Important note if you are not going to move your mother back into the new coastal house you must make sure it is transferred to your name before you demolish the house as it is the house that makes the land entitled to the main residence exemption.  No house on the land at time of transfer, no main residence exemption back to your father’s DOD on half the land. 

Just one more point before I move on from the idea of moving your mother into the new home for 3 months.  If this property is still covered by her main residence exemption when she dies, which it can be simply by the new building being her home and her living there for 3 months as soon as it is completed, then section 128-15 gives it to you with a cost base of market value at the date of her death.  There is a line in the sand that no matter what you do to upset your main residence exemption after that (ie be living overseas when you sell it) you get that higher cost base of market value at her DOD and of course no stamp duty to transfer it into your name.   Just a thought, if you are interested we need to re look at the situation.

Getting back to the idea of all properties changing hands when you are ready to build on the coast.  If all this runs smoothly there should be no CGT as follows:

Coast property transferred from your mother to you:

Any income producing use only happened before 1985 so is ignored.  When your father died your mother received it from him as joint tenant survivor post CGT but continued to use it as only her home.  This means that when she moves into the care facility she continues to cover it with her main residence exemption under section 118-145 indefinitely because it is not earning income.   That is the half that she received from your father and as she has always used it as her home before that that half is completely protected by her main residence exemption.  The other half that she has always owned is a pre CGT asset to her so completely protected from CGT too.

Coast Property in your hands:

Related party transaction so you cost base is the market value at the date of transfer.  If you choose to continue to cover it with your main residence exemption then no CGT when you sell.  Key trap is that you must move into the new house as soon as certificate of completion is issued and cover it with your main residence exemption for at least 3 months, as per section 118-150.    Even if you mess up that main residence concession coverage some time during ownership, as long as it is your home when you die section 128-15 item 3 will still pass it onto your heirs with a cost base of market value at the date of your death.

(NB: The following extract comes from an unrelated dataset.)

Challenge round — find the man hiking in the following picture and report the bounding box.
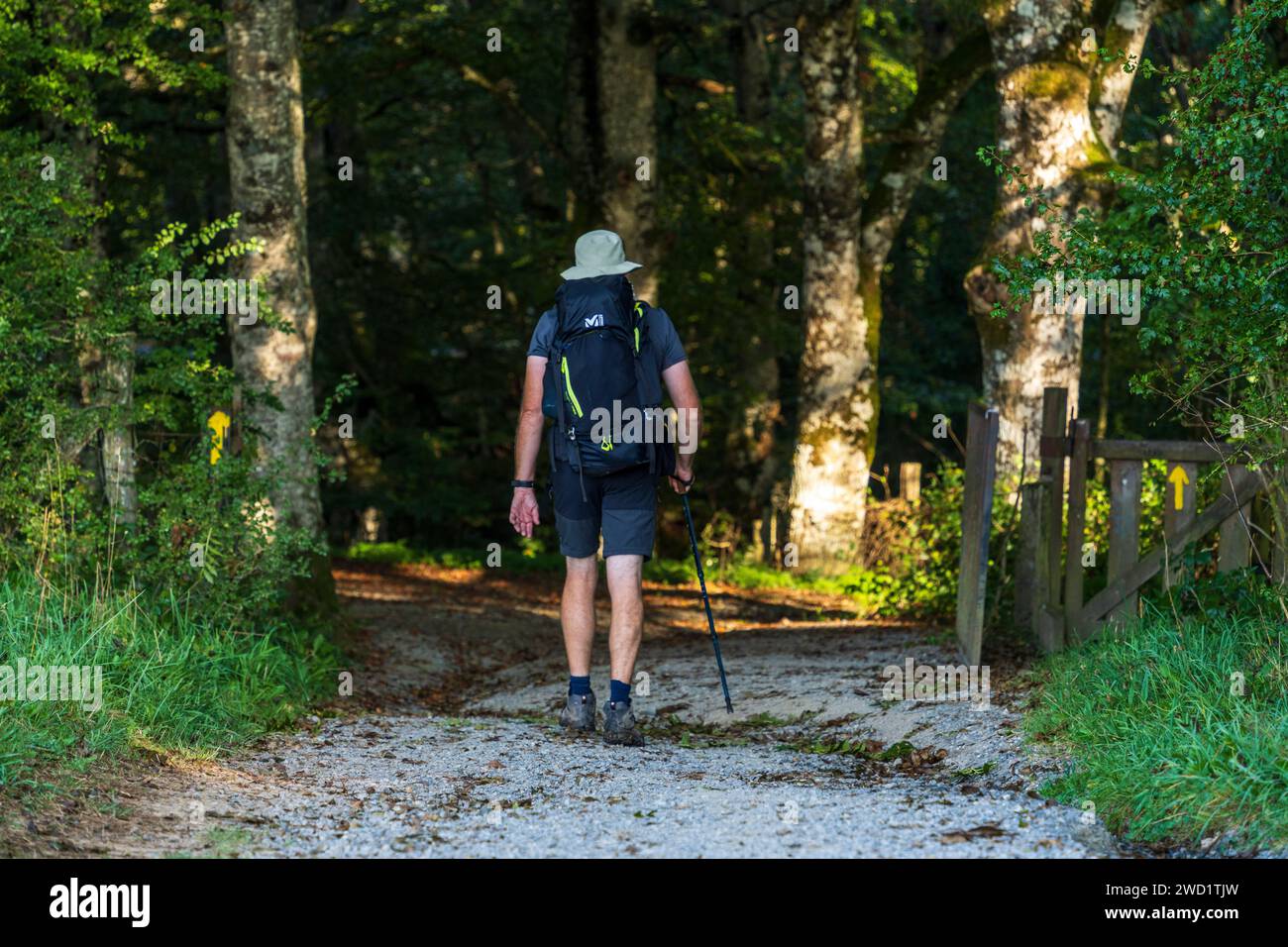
[510,231,700,746]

City Property transferred to your daughter:

You can cover this with your main residence right up to the time you transfer it to your daughter, providing you continue to cover it (and not the coast property) with your main residence exemption up to that time.  So the idea is to transfer to her at the same time your mother transfers to you, so that no CGT is payable on the transaction.  At all times you all only own one property that qualifies as your main residence.   The 6 month over lap rule is problematic because you have to have lived in the property in the 12 months before hand.  Can be done but with the transfers all happening on the same day you don’t need to go through that.

Establishing your main residence – This needs to be done by your daughter on the city property and you on the coast property effectively on the same day or before hand.  It is about address on the electoral roll, licence, directors ID, electricity in your name,  MYGOV and actually living there.